Me parece que surgen dos principios. El primero, que no hay principios más allá de “interés”, es insostenible. “Interés” parece un término muy contundente, pero realmente es un concepto insípido cuando nos profundizamos en él. El segundo principio es que no puede existir ningún bien moral sin poder. Proclamar un principio sin tener el poder de efectivarlo es una forma de narcisismo. Sabes que no estás haciendo ningún bien, pero hablas de ello, y te hace sentir superior. No bastan el interés y la moralidad sin el poder de efectivarlos… es pura palabrería.
¿Qué es necesario hacer en Egipto? Lo primero es reconocer lo poco que se puede hacer, no porque cualquier acción sea moralmente inadmisible, sino porque, prácticamente, Egipto es un país muy grande, que es difícil de influir y cualquier intromisión inefectiva podrá ser peor a no hacer nada. En segundo lugar, debe entenderse que los asuntos de Egipto y el resultado de su desarrollo, habida cuenta de la última década, no son una cuestión a la que Estados Unidos pueda permitirse ser indiferente.
Una estrategia estadounidense sobre Egipto: una que vaya más allá de escribir papeles en Washington — es difícil de definir. Pero un número de puntos se deducen de este ejercicio. En primer lugar, es esencial no crear mitos. El mito de la revolución egipcia fue que iba a crear una democracia constitucional como las democracias occidentales. Simplemente ese no era el tema sobre la mesa. La cuestión se dirimirá entre un régimen militar y un régimen islamista. Esto nos lleva al segundo punto, que es que a veces, para hacer frente a dos diferentes formas de represión, la cuestión es seleccionar uno que sea más favorable al interés nacional. Esto obligará a definir los intereses nacionales, lo que, en sí, es saludable.

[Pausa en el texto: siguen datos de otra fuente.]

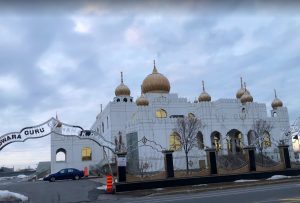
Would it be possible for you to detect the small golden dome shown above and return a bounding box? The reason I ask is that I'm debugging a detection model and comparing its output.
[240,83,253,104]
[236,77,249,99]
[115,72,131,96]
[272,89,283,109]
[136,86,149,106]
[198,81,211,102]
[142,60,170,94]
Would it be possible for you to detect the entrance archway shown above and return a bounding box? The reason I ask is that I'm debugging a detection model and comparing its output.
[210,131,222,152]
[226,129,243,154]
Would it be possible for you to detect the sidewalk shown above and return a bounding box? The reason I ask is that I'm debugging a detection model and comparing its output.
[114,175,300,197]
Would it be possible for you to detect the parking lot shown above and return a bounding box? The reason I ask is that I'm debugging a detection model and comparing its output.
[0,178,103,203]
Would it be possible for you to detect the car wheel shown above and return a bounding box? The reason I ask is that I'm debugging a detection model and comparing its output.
[74,175,80,180]
[50,177,55,182]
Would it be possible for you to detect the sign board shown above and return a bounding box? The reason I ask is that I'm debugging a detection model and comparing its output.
[117,157,127,167]
[0,117,116,152]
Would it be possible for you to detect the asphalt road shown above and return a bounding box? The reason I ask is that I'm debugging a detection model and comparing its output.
[0,178,103,203]
[117,182,300,203]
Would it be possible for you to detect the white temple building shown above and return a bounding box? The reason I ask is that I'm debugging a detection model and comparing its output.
[51,62,291,173]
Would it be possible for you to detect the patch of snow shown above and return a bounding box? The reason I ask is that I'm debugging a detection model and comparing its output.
[97,185,107,190]
[267,175,291,180]
[0,176,15,181]
[0,190,28,202]
[234,179,259,183]
[192,184,208,187]
[17,174,28,179]
[153,188,164,191]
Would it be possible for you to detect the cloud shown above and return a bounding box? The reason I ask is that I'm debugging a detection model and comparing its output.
[1,1,300,168]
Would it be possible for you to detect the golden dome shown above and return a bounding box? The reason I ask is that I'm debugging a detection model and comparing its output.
[136,86,149,106]
[236,77,249,99]
[240,83,253,104]
[272,89,283,109]
[115,72,131,96]
[142,61,170,94]
[198,81,211,102]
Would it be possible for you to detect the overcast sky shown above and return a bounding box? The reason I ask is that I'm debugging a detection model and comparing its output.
[1,0,300,169]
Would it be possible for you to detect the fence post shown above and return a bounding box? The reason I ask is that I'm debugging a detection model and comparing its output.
[116,152,127,182]
[243,146,256,172]
[205,148,218,175]
[278,144,291,169]
[162,150,174,178]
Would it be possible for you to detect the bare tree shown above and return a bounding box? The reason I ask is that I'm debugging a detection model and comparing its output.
[174,117,203,174]
[252,119,273,158]
[114,131,125,153]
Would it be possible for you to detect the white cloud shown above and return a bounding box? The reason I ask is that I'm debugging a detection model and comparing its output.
[0,75,23,97]
[73,17,91,33]
[124,27,143,46]
[37,52,78,76]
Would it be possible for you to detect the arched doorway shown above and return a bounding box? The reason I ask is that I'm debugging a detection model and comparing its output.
[210,131,221,152]
[226,129,243,154]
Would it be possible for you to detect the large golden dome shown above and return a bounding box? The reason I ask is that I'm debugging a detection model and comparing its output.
[142,61,170,94]
[198,81,211,102]
[115,72,131,96]
[272,89,283,109]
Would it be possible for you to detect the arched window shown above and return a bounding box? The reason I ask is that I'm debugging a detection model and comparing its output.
[197,131,205,150]
[156,109,167,118]
[169,132,182,151]
[116,98,120,102]
[123,98,128,102]
[106,116,109,129]
[56,148,66,162]
[273,112,277,117]
[188,113,195,118]
[102,122,104,133]
[263,131,271,148]
[82,147,92,161]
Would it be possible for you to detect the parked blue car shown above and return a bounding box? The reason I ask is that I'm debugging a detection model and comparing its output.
[43,168,84,182]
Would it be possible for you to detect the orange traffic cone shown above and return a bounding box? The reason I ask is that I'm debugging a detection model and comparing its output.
[106,175,113,193]
[84,167,89,177]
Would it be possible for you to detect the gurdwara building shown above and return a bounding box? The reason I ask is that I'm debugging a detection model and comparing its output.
[51,62,290,173]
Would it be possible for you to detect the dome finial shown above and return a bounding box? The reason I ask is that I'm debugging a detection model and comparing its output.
[244,82,247,91]
[240,77,243,88]
[202,80,205,91]
[121,71,124,83]
[152,60,158,73]
[274,89,277,98]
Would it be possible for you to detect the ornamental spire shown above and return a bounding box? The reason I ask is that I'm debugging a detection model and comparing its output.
[240,77,243,88]
[274,89,277,98]
[121,71,123,83]
[152,60,158,73]
[202,80,205,92]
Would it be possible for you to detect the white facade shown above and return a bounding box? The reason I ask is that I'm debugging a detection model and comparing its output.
[51,65,291,173]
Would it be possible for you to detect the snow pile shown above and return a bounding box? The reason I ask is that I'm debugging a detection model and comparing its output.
[267,175,291,180]
[192,184,208,187]
[0,190,28,202]
[0,176,15,181]
[97,185,107,190]
[234,179,258,183]
[17,174,28,179]
[153,188,164,191]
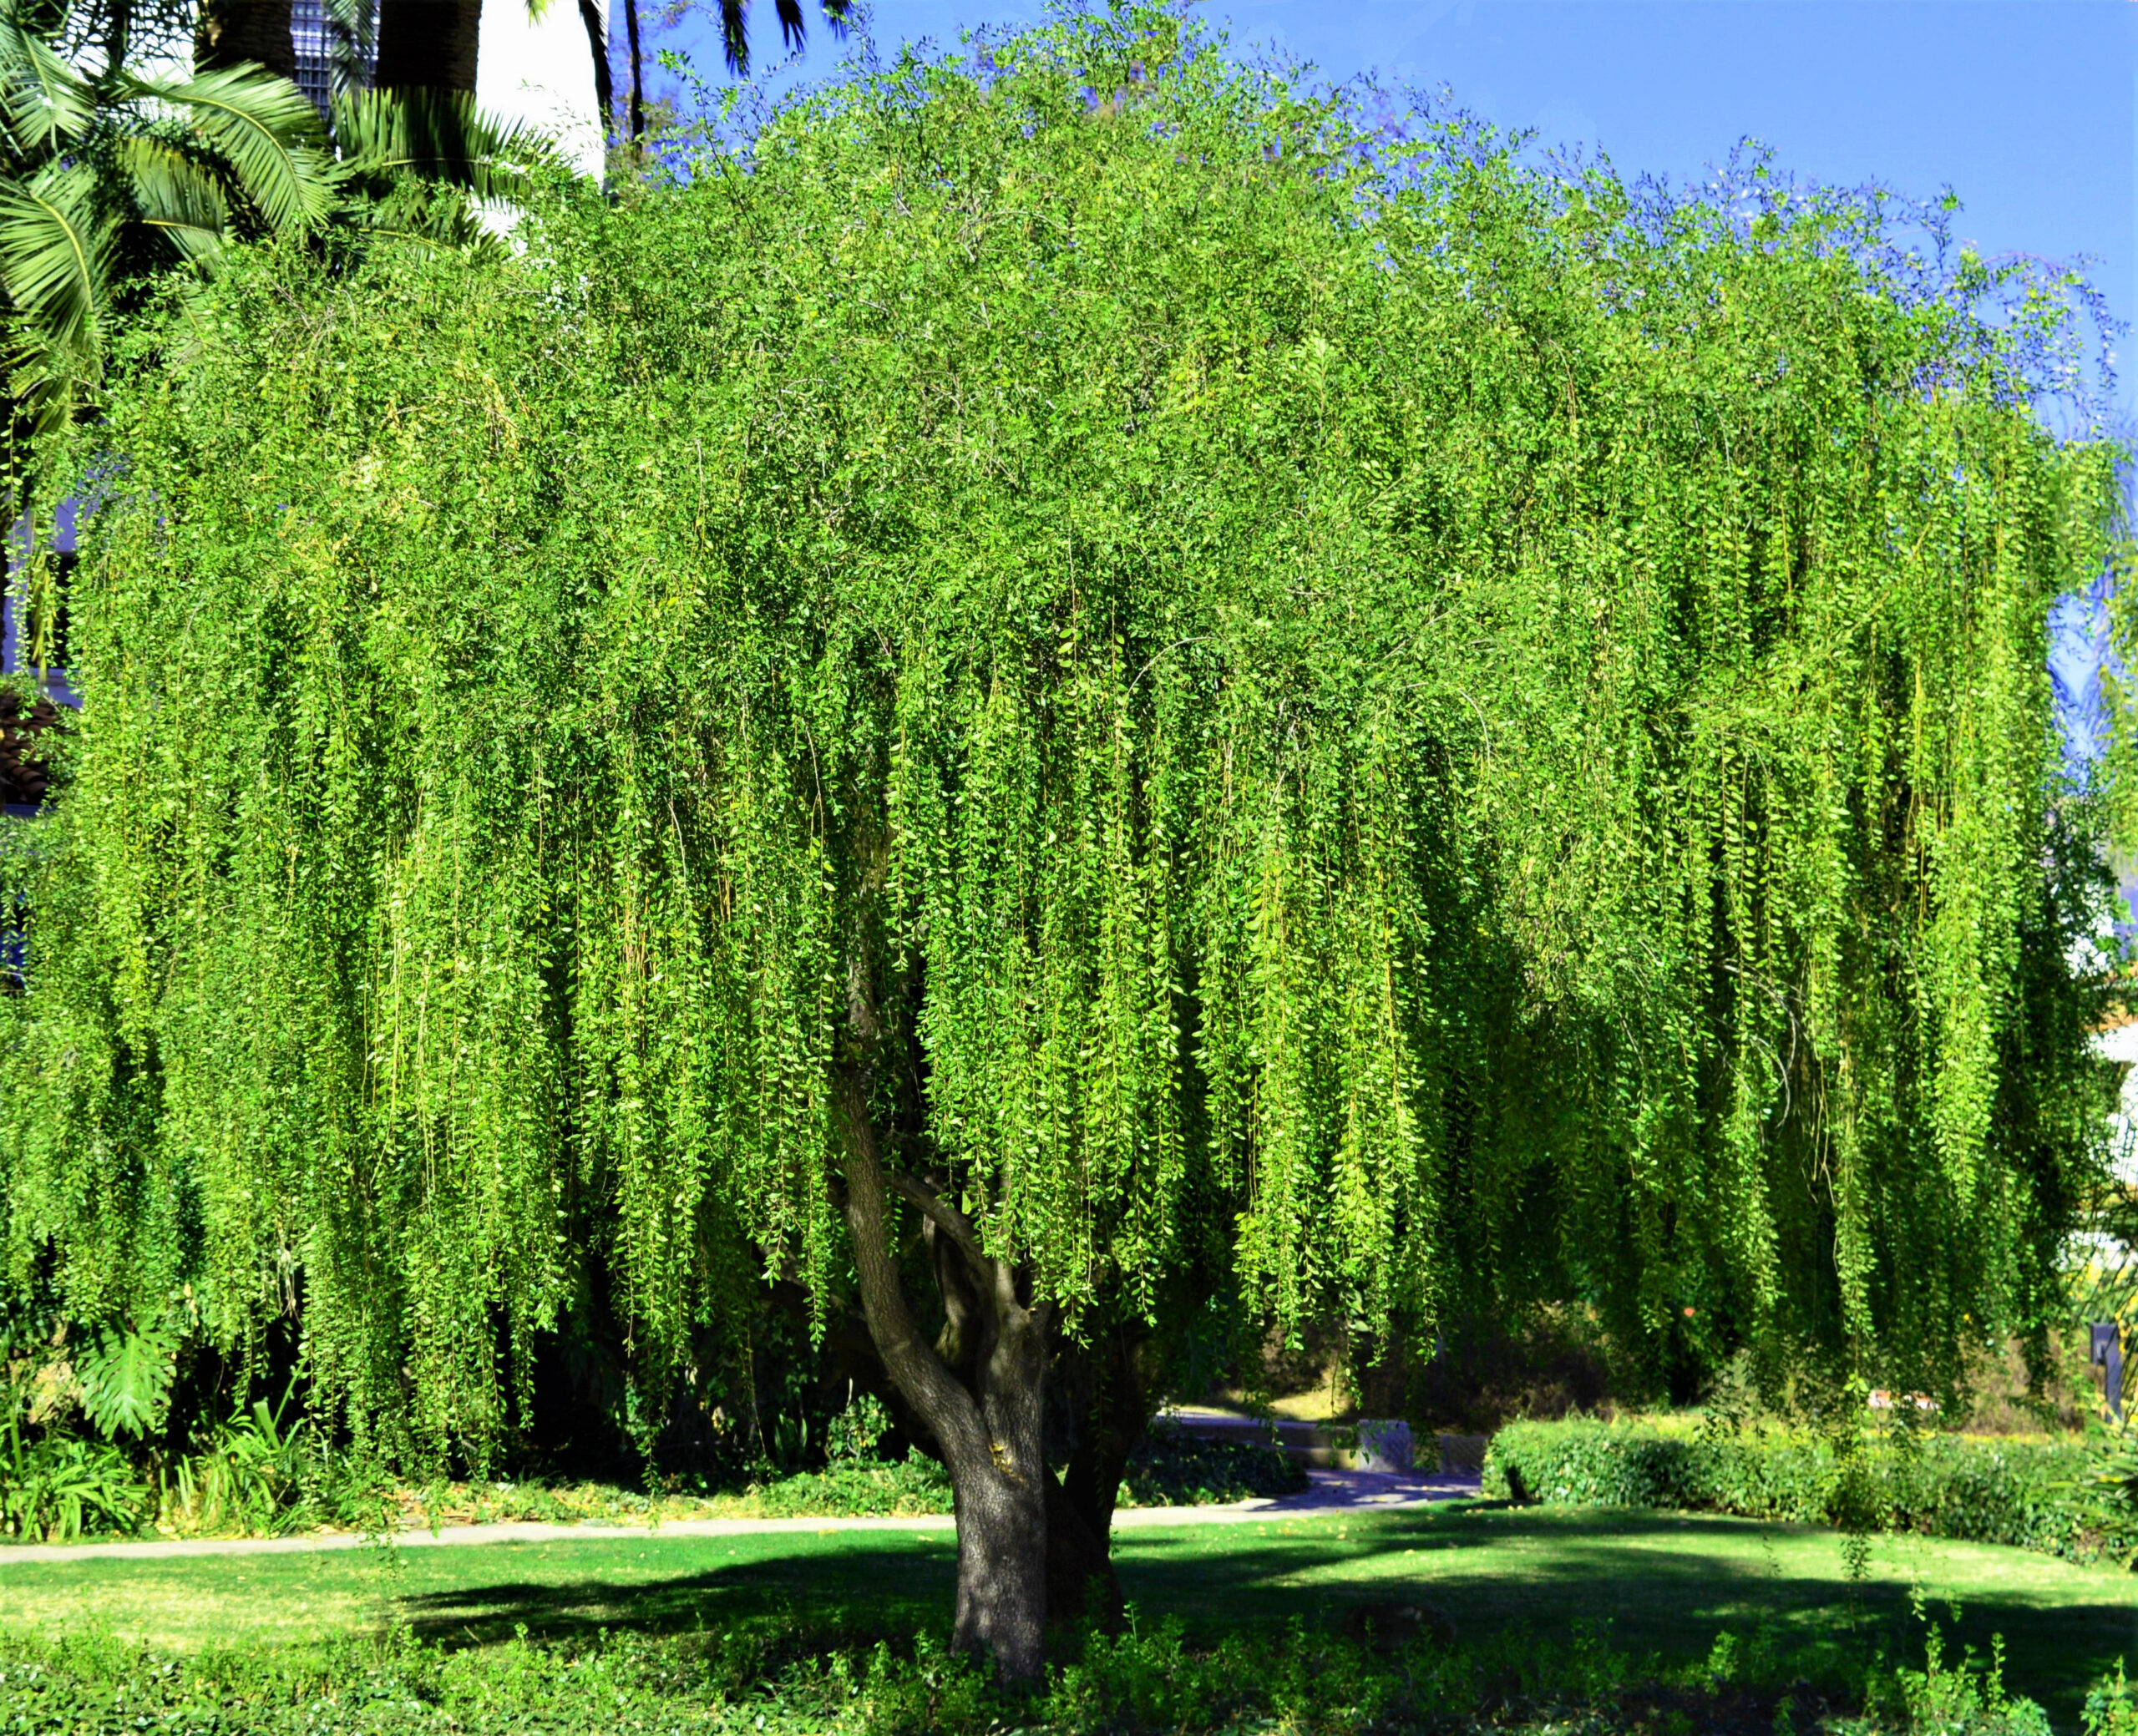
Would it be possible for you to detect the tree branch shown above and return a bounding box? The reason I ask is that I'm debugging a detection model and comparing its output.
[834,1065,990,1477]
[889,1172,988,1277]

En Washington, como en todas las capitales, se prefiere la política, y se odia la filosofía política. Las políticas a menudo no llegan a enfrentarse con la realidad porque los responsables políticos no entienden las implicaciones filosóficas de sus actos. La contradicción inherente entre los derechos humanos y el enfoque neoconservador es una cosa, pero la incapacidad de los “realistas” para definir con rigor qué es el interés nacional, crea documentos de política de insignificancia monumental. Ambos lados crean polémicas como sustitutos del pensamiento serio.
Es en lugares como Egipto, donde esta realidad se concretiza. Algunos se hacían la ilusión de que Egipto se convertiría en otra Minnesota. El otro lado sabía que esto no sería así, y trató de crear un plan contundente, pero no lo suficientemente contundente como para definir el objetivo del plan. Esta es la crisis de la política exterior estadounidense. Siempre ha estado ahí, pero dado el poder estadounidense, su resultado es crear una inestabilidad global. Una parte del régimen estadounidense quiere ser justa; la otra parte quiere ser dura. Ninguna se da cuenta que justo en esa distinción yace la raíz del problema. Si estudiamos la política estadounidense (y Europea) hacia Egipto, creo que podemos ver el predicamento.
La solución no descansa en lemas o en ideología, o en “suave” frente a “duro”. Es necesario definir con claridad cuál es la misión moral del régimen y su capacidad para comprender y ejercer el poder efectivamente. Y esto requiere el estudio de la filosofía política. Jean Jacques Rousseau, con su distinción entre la “voluntad general” y la “voluntad de todos,” podría ser un buen lugar para empezar. Aunque estudiar el sentido común de Mark Twain podría ser un sustituto más agradable.